Chapitre IV L’Ancien Testament

14. « Dieu, projetant et préparant en la sollicitude de son amour extrême le salut de tout le genre humain, se choisit, selon une disposition particulière, un peuple auquel confier la promesse… L’économie du salut, annoncée d’avance, racontée et expliquée par les auteurs sacrés, apparaît donc dans les livres de l’Ancien Testament comme la vraie parole de Dieu ; c’est pourquoi ces livres divinement inspirés conservent une valeur impérissable… ». Il était important que le Concile rappelât l’élection d’Israël, fondée sur le don de la Révélation. Car d’une part cela confirmait bien que le Verbe s’est fait chair et non pas livre, ici au travers d’un peuple avant que cela ne vise un homme particulier. Et d’autre part, le Concile évoquait la spécificité du peuple juif, d’une manière positive, alors que vingt ans plus tôt, s’écroulait le régime nazi, qui s’était servi de cette spécificité pour l’abominable Shoah. 
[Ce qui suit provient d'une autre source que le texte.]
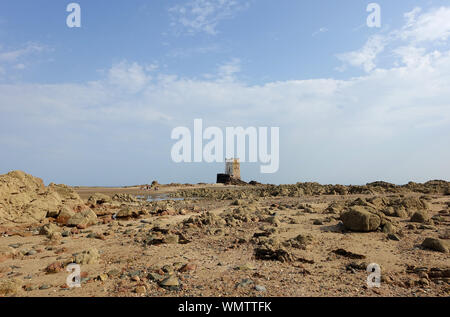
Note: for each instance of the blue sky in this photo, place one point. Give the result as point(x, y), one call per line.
point(96, 105)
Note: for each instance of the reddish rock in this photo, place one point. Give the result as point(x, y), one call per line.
point(188, 267)
point(55, 267)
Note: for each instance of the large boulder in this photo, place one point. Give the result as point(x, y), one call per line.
point(83, 219)
point(90, 256)
point(99, 199)
point(357, 218)
point(420, 216)
point(25, 199)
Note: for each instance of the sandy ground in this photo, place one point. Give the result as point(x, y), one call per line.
point(223, 263)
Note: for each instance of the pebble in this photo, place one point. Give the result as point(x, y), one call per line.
point(260, 288)
point(31, 252)
point(140, 290)
point(170, 282)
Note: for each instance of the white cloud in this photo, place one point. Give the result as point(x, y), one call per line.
point(321, 30)
point(430, 26)
point(365, 57)
point(329, 128)
point(131, 77)
point(14, 55)
point(229, 69)
point(204, 15)
point(411, 43)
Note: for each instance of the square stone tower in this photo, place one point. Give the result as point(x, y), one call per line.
point(233, 168)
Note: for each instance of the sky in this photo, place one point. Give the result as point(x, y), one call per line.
point(96, 105)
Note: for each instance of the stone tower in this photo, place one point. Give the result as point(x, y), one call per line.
point(233, 168)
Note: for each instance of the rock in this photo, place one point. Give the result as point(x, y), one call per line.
point(6, 253)
point(394, 237)
point(269, 253)
point(53, 268)
point(31, 252)
point(49, 229)
point(171, 239)
point(27, 200)
point(140, 290)
point(99, 199)
point(113, 273)
point(361, 220)
point(420, 216)
point(389, 228)
point(302, 241)
point(244, 283)
point(65, 214)
point(155, 277)
point(274, 221)
point(10, 287)
point(260, 288)
point(90, 256)
point(103, 277)
point(435, 245)
point(245, 267)
point(83, 219)
point(190, 267)
point(124, 198)
point(171, 283)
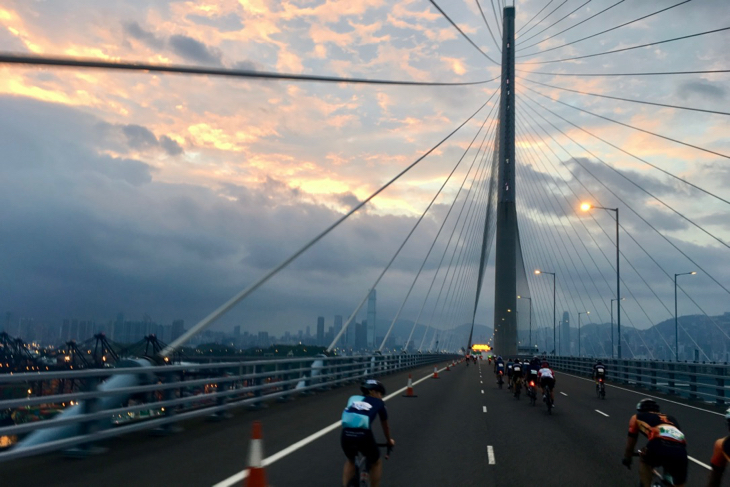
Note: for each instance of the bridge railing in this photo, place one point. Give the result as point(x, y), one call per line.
point(139, 396)
point(709, 383)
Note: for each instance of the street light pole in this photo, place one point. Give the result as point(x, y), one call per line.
point(580, 313)
point(676, 321)
point(538, 271)
point(586, 207)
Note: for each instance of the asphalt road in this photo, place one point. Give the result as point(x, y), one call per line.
point(444, 437)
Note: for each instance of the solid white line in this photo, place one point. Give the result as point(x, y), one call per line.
point(699, 463)
point(649, 395)
point(234, 479)
point(490, 454)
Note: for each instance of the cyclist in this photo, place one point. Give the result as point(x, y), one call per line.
point(517, 373)
point(666, 446)
point(357, 434)
point(547, 378)
point(510, 364)
point(599, 372)
point(720, 456)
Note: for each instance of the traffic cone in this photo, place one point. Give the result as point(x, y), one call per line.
point(256, 473)
point(409, 389)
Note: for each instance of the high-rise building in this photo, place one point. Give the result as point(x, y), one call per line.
point(371, 319)
point(320, 330)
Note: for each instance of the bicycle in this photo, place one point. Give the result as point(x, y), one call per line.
point(362, 469)
point(548, 399)
point(659, 479)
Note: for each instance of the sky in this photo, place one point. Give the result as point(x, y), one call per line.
point(165, 195)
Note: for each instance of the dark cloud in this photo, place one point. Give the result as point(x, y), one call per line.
point(184, 46)
point(139, 137)
point(703, 89)
point(193, 50)
point(171, 146)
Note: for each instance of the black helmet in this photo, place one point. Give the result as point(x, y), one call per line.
point(647, 405)
point(372, 385)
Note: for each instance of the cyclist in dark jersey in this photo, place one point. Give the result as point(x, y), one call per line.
point(666, 447)
point(357, 434)
point(720, 457)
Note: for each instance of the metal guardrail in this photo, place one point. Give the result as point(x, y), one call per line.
point(709, 383)
point(174, 393)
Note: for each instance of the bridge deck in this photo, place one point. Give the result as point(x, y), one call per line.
point(442, 439)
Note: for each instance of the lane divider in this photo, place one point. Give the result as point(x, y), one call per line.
point(490, 455)
point(242, 475)
point(649, 395)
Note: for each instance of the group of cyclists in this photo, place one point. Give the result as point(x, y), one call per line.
point(666, 445)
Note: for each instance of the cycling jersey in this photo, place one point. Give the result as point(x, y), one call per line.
point(360, 412)
point(721, 453)
point(656, 426)
point(545, 373)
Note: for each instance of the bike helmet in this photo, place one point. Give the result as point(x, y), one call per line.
point(647, 405)
point(372, 385)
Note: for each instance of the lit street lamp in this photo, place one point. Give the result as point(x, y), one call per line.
point(580, 313)
point(676, 335)
point(538, 271)
point(586, 207)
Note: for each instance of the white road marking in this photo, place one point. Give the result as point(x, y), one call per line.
point(648, 395)
point(700, 463)
point(490, 454)
point(234, 479)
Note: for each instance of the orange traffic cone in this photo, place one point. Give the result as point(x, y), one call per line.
point(409, 389)
point(256, 473)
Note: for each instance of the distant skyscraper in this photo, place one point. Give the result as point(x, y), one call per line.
point(371, 319)
point(338, 328)
point(320, 330)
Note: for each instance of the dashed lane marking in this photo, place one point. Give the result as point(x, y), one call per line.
point(700, 463)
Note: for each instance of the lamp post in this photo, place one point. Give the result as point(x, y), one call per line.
point(529, 299)
point(538, 271)
point(676, 321)
point(586, 207)
point(622, 299)
point(580, 313)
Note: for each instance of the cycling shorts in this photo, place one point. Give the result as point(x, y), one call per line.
point(547, 381)
point(363, 441)
point(669, 455)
Cette idéologie était allée jusqu’à susciter chez un certain nombre de protestants allemands le rejet des origines juives du christianisme (les « deutsche Christen »). Le protestantisme traditionnel le condamna cependant à Barmen dans un synode clandestin tenu le 31 mai 1934. Au travers d’une confession de foi, il déclara hérétiques les membres de cette Église nationale. Mais cette confession, malheureusement, ne mentionne pas la question des racines juives du christianisme. L’article 24 du programme du parti national-socialiste parlait « d’une chrétienté positive ». Sous couvert de ne pas vouloir s’attaquer aux religions qui comptaient beaucoup en Allemagne, Hitler était avancé « masqué ». Il n’avait que mépris pour le christianisme, le considérant comme une sorte de sous-produit juif. 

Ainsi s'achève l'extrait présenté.